A Dict, this is exactly the output of the previous loading phase
This function returns the exact same Dict with the preprocessed modality in the "value" key

Modality modeling¶

Lastly, we implement the modality model. This is the model that performs the forward pass during training. To optimize GPU throughput, you should only put operations that can be parallelized on GPU.

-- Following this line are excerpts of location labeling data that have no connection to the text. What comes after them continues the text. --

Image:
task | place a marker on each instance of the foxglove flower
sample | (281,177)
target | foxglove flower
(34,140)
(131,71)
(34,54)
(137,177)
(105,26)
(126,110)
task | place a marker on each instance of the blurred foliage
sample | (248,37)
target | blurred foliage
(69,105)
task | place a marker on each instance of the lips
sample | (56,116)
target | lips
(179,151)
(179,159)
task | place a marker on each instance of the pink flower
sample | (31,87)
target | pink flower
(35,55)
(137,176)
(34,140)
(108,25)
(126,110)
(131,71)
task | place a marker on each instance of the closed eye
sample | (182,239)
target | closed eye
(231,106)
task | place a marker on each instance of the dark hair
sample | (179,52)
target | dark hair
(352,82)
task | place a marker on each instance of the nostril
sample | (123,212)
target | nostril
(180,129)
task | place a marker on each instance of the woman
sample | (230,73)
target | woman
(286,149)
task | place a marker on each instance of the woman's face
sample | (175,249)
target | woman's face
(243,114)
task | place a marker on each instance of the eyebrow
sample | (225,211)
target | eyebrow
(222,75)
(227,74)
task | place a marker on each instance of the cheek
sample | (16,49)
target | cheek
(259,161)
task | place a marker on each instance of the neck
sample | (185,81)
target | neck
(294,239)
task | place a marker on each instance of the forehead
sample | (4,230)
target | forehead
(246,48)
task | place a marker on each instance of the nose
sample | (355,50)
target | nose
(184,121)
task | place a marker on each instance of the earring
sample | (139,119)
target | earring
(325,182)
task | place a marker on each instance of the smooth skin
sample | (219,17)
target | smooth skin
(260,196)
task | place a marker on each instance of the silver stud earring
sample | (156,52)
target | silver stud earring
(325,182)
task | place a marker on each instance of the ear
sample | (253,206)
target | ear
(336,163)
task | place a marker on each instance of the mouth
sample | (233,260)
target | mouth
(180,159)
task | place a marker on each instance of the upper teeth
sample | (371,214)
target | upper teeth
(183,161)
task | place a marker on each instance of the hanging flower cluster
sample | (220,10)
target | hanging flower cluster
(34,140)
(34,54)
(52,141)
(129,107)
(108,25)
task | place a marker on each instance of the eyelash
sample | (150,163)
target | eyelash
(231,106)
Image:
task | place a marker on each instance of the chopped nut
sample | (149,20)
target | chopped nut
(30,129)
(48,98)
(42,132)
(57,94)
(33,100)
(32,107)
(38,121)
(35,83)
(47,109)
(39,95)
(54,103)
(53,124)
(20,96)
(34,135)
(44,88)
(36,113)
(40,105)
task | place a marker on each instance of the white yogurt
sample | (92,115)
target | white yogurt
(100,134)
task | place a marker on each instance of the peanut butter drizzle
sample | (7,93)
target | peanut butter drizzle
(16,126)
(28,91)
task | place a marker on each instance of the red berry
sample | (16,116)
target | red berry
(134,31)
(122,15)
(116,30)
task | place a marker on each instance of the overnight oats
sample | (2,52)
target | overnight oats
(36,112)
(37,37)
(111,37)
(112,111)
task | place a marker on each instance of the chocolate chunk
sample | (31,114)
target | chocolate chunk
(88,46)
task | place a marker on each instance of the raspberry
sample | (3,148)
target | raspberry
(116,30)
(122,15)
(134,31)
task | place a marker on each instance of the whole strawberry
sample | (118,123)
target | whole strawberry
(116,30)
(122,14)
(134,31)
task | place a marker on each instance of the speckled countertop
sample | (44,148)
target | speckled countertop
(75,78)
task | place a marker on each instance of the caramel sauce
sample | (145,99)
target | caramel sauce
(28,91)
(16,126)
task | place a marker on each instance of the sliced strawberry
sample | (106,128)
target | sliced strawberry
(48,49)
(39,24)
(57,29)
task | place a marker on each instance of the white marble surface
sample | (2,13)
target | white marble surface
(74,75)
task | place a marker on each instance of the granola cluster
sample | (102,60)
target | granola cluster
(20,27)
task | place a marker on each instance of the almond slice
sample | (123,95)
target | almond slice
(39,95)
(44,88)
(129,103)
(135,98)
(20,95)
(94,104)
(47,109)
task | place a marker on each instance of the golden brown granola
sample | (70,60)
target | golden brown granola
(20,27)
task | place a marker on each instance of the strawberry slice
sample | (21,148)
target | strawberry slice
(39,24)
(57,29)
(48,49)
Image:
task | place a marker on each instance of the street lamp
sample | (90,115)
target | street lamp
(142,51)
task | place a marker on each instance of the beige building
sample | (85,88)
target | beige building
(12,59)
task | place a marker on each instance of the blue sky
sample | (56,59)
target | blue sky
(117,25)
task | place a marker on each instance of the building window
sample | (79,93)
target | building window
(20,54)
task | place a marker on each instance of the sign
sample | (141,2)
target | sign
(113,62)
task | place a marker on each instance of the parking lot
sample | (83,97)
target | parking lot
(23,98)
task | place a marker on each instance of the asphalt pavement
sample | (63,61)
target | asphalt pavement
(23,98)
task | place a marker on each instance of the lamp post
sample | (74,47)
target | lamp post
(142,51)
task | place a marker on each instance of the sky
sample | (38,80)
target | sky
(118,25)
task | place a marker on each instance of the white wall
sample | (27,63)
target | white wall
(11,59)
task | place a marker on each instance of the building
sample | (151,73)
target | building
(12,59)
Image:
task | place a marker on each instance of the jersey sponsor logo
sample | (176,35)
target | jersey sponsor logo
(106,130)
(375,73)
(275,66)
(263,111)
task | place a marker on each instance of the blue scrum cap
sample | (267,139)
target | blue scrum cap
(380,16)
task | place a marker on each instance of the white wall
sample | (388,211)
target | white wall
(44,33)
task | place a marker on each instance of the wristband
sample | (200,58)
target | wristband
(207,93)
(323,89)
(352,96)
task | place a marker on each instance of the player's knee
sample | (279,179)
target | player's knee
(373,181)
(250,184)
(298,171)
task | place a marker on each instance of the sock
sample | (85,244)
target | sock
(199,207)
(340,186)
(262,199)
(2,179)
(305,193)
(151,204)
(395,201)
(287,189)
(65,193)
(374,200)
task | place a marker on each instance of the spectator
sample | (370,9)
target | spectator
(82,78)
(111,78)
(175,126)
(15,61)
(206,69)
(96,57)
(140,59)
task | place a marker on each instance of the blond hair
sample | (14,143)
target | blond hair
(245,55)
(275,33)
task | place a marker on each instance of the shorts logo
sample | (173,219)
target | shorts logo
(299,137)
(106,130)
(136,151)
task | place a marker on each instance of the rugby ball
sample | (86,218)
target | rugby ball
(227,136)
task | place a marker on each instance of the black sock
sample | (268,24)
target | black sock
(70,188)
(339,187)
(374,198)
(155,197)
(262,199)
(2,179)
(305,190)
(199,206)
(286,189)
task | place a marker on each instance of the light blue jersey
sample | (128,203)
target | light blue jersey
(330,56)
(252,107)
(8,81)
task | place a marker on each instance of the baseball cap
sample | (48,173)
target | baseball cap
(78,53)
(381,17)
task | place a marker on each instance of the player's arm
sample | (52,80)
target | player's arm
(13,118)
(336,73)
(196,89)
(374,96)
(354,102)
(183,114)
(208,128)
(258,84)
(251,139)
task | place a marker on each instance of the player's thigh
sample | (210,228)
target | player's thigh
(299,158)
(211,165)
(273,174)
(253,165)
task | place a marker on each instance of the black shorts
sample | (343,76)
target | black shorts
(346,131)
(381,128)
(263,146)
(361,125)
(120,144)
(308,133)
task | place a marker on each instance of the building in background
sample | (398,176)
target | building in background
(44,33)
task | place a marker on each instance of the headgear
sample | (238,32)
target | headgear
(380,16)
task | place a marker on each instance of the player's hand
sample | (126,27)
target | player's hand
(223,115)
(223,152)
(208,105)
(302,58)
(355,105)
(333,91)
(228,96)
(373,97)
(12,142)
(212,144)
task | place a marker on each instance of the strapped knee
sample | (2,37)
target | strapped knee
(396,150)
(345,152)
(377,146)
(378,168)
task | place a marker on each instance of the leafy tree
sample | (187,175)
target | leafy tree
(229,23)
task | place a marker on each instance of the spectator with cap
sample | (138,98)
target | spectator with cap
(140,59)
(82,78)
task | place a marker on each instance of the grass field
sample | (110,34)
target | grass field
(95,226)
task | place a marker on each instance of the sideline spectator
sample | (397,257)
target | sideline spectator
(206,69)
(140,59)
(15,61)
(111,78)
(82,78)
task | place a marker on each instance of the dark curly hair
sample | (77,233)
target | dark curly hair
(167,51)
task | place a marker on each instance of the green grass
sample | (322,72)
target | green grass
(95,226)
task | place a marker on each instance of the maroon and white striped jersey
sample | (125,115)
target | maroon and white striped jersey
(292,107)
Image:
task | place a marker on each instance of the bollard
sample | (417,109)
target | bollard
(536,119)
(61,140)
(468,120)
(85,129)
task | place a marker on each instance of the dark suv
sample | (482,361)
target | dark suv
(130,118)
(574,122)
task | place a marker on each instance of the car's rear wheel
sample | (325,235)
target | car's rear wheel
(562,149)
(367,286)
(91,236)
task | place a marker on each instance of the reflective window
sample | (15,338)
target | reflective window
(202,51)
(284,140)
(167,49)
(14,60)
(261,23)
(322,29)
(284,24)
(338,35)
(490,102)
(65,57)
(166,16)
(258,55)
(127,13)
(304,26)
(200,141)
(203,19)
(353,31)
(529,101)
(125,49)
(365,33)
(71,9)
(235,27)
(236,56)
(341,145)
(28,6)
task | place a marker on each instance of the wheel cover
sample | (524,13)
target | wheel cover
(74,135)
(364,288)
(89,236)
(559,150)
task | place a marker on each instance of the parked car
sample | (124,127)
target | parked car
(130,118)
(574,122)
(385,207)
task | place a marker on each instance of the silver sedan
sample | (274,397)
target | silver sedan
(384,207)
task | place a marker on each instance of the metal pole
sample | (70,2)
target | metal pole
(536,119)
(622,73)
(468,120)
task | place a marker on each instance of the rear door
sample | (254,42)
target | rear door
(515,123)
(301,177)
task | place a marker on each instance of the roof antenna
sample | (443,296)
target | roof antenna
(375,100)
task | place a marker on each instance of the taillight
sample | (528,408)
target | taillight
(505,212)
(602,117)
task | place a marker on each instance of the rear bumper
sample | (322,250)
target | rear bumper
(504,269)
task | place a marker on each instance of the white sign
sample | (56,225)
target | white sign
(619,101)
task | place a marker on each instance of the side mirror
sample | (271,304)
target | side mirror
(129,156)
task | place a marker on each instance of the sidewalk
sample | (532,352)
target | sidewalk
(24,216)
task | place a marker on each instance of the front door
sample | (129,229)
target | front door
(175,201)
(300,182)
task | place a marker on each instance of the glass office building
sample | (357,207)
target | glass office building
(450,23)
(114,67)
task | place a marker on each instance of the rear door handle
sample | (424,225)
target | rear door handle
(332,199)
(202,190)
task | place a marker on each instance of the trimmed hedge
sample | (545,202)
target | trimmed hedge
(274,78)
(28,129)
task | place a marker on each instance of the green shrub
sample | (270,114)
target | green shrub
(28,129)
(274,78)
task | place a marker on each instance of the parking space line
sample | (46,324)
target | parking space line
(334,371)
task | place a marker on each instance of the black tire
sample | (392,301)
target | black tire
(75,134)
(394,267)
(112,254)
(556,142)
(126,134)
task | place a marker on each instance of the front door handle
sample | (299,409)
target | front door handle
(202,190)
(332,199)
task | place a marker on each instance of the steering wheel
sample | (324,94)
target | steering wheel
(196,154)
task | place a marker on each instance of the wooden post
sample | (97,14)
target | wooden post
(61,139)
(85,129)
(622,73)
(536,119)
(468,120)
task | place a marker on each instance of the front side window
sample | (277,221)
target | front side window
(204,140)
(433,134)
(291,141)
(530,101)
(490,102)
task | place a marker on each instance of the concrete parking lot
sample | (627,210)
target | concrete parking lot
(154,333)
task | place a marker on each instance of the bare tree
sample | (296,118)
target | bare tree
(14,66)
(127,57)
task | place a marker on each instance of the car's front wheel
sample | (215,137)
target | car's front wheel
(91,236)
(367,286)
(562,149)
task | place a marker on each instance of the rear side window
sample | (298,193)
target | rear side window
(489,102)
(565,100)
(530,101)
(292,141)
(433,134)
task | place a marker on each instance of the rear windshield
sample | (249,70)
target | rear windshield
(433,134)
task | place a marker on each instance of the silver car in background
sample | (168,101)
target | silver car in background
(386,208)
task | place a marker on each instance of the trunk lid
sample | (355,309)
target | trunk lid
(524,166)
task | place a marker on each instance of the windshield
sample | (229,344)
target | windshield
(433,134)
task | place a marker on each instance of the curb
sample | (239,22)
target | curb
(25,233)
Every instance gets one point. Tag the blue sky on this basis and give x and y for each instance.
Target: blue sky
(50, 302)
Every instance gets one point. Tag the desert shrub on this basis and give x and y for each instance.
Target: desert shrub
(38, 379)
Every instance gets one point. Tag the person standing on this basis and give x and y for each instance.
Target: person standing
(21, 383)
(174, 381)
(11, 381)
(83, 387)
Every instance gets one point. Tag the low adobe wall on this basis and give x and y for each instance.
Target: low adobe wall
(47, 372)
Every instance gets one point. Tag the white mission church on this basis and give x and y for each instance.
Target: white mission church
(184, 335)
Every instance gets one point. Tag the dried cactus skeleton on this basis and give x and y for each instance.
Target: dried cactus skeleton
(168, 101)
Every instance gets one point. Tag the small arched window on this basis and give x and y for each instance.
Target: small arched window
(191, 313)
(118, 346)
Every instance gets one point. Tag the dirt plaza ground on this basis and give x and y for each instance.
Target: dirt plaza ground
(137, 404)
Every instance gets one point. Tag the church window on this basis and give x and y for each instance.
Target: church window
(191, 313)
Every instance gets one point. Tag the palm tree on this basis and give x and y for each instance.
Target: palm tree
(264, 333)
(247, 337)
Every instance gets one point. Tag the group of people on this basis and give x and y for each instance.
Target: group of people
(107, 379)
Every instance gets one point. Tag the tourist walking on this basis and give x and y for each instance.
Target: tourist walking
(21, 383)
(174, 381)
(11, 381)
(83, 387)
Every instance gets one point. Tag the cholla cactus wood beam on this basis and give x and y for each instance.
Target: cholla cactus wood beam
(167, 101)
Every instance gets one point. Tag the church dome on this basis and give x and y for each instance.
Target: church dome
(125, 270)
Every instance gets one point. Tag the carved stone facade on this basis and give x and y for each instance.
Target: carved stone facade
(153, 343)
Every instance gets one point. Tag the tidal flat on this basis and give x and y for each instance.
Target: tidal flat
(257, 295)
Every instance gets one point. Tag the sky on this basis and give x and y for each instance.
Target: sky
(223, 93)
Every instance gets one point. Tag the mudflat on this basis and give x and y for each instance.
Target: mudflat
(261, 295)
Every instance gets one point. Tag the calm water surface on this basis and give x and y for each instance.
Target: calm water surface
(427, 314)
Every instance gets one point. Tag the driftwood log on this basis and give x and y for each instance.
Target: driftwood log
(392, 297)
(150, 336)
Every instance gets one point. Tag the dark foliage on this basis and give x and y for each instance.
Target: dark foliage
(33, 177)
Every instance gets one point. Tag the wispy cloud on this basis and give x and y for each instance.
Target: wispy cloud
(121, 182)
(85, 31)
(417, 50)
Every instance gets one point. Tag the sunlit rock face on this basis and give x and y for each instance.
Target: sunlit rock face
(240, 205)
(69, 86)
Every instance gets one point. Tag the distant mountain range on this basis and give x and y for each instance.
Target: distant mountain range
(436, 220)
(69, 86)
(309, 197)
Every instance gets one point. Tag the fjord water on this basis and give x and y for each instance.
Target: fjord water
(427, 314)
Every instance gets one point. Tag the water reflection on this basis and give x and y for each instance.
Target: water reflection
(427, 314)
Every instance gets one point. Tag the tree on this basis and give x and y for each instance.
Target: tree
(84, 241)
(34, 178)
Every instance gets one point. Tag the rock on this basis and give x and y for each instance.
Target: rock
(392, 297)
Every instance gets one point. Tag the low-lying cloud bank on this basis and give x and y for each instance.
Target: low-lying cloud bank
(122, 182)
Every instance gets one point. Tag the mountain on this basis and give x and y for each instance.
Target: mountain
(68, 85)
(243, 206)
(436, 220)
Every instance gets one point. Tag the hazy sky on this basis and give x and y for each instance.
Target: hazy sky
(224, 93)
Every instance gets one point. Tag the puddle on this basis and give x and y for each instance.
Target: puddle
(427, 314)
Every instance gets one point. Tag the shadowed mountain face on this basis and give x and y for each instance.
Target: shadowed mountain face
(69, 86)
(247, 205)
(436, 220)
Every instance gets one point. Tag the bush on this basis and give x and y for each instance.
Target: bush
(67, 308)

A modality class must inherit BaseModality is typically created with 2 main modules:

A pretrained modality embedder (like a CLIP model): This module produces meaningful embeddings for given modalities
A tunable projection module (usually a simple MLP or a linear layer): This module map embeddings from the modality embedder to the LLM embedding space. The dimension of this embedding space is given by the hidden_size attribute of BaseModalityConfig

from multimeditron.model.constants import NUM_EMBEDDINGS_KEY, MODALITY_VALUE_KEY
from multimeditron.model.modalities.base import BaseModalityProcessor
from transformers import AutoModel, AutoConfig
import torch

from typing import Dict, Any

@AutoModality.register("meditron_clip")
class ImageModality(BaseModality):
    config_class = ImageConfig
    preprocessor_class = ImageProcessor

    def __init__(self, config: ImageConfig):
        super().__init__(config)

        self.vision_tower_name = config.clip_name
        assert self.vision_tower_name is not None, "vision_tower_name must be specified in the config"

        self.feature_extractor = AutoModel.from_pretrained(self.vision_tower_name, trust_remote_code=True)
        self.embedding_size = self.feature_extractor.vision_embed_dim
        self._num_patches_per_entry = (self.feature_extractor.vision_model.config.image_size // self.feature_extractor.vision_model.config.patch_size) ** 2

        self.projector = MLPProjector(self.embedding_size, config.hidden_size, dtype=self.dtype)

    def forward(self, inputs: List[torch.Tensor]) -> torch.FloatTensor:
        inputs = torch.stack(inputs, dim=0)
        inputs = inputs.to(self.feature_extractor.device)
        image_features = self.feature_extractor.vision_model(inputs).last_hidden_state[:, 1:, :]

        projected = self.projector(image_features)

        return projected

    def freeze_modality_embedder(self):
    for parameters in self.feature_extractor.parameters():
        parameters.requires_grad = False

    def unfreeze_modality_embedder(self):
        for parameters in self.feature_extractor.parameters():
            parameters.requires_grad = True

    def unfreeze_projection(self):
        for parameters in self.projector.parameters():
            parameters.requires_grad = True

A modality class must implement 3 functions:

forward(): this is the definition of the forward pass (which include the forward of both the modality embedder and the projection module)
freeze_modality_embedder(): this function freezes the parameters of the modality embedder only
unfreeze_modality_embedder(): this function unfreezes the parameters of the modality embedder
unfreeze_projection(): this function unfreezes the parameters of the projection module

Those “freezing” functions are used to train different part of the whole MultiMeditron architecture to ensure training stability.